In April 2019, Francisco Javier López hosted a Deep Dive (GitLab team members only: https://gitlab.com/gitlab-org/create-stage/-/issues/1) on the GitLab Git LFS implementation to share domain-specific knowledge with anyone who may work in this part of the codebase in the future. You can find the recording on YouTube, and the slides on Google Slides and in PDF. This deep dive was accurate as of GitLab 11.10, and while specific details may have changed, it should still serve as a good introduction.

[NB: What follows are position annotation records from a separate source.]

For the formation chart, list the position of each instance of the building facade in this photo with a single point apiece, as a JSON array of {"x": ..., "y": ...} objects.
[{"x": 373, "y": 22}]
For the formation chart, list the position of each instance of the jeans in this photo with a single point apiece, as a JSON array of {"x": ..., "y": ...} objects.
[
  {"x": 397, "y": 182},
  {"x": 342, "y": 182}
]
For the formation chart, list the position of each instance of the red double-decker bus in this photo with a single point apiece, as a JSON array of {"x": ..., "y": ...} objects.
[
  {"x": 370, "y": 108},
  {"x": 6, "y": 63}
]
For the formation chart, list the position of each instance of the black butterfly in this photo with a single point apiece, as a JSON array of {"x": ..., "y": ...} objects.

Including LFS blobs in project archives

Introduced in GitLab 13.5.

The following diagram illustrates how GitLab resolves LFS files for project archives:

sequenceDiagram
    autonumber
    Client->>+Workhorse: GET /group/project/-/archive/master.zip
    Workhorse->>+Rails: GET /group/project/-/archive/master.zip
    Rails->>+Workhorse: Gitlab-Workhorse-Send-Data git-archive
    Workhorse->>Gitaly: SendArchiveRequest
    Gitaly->>Git: git archive master
    Git->>Smudge: OID 12345
    Smudge->>+Workhorse: GET /internal/api/v4/lfs?oid=12345&gl_repository=project-1234
    Workhorse->>+Rails: GET /internal/api/v4/lfs?oid=12345&gl_repository=project-1234
    Rails->>+Workhorse: Gitlab-Workhorse-Send-Data send-url
    Workhorse->>Smudge: <LFS data>
    Smudge->>Git: <LFS data>
    Git->>Gitaly: <streamed data>
    Gitaly->>Workhorse: <streamed data>
    Workhorse->>Client: master.zip
  1. The user requests the project archive from the UI.
  2. Workhorse forwards this request to Rails.
  3. If the user is authorized to download the archive, Rails replies with an HTTP header of Gitlab-Workhorse-Send-Data with a base64-encoded JSON payload prefaced with git-archive. This payload includes the SendArchiveRequest binary message, which is encoded again in base64.
  4. Workhorse decodes the Gitlab-Workhorse-Send-Data payload. If the archive already exists in the archive cache, Workhorse sends that file. Otherwise, Workhorse sends the SendArchiveRequest to the appropriate Gitaly server.
  5. The Gitaly server calls git archive <ref> to begin generating the Git archive on-the-fly. If the include_lfs_blobs flag is enabled, Gitaly enables a custom LFS smudge filter via the -c filter.lfs.smudge=/path/to/gitaly-lfs-smudge Git option.
  6. When git identifies a possible LFS pointer using the .gitattributes file, git calls gitaly-lfs-smudge and provides the LFS pointer via the standard input. Gitaly provides GL_PROJECT_PATH and GL_INTERNAL_CONFIG as environment variables to enable lookup of the LFS object.
  7. If a valid LFS pointer is decoded, gitaly-lfs-smudge makes an internal API call to Workhorse to download the LFS object from GitLab.
  8. Workhorse forwards this request to Rails. If the LFS object exists and is associated with the project, Rails sends ArchivePath either with a path where the LFS object resides (for local disk) or a pre-signed URL (when object storage is enabled) via the Gitlab-Workhorse-Send-Data HTTP header with a payload prefaced with send-url.
  9. Workhorse retrieves the file and send it to the gitaly-lfs-smudge process, which writes the contents to the standard output.
  10. git reads this output and sends it back to the Gitaly process.
  11. Gitaly sends the data back to Rails.
  12. The archive data is sent back to the client.

In step 7, the gitaly-lfs-smudge filter must talk to Workhorse, not to Rails, or an invalid LFS blob is saved. To support this, GitLab 13.5 changed the default Omnibus configuration to have Gitaly talk to the Workhorse instead of Rails.

One side effect of this change: the correlation ID of the original request is not preserved for the internal API requests made by Gitaly (or gitaly-lfs-smudge), such as the one made in step 8. The correlation IDs for those API requests are random values until this Workhorse issue is resolved.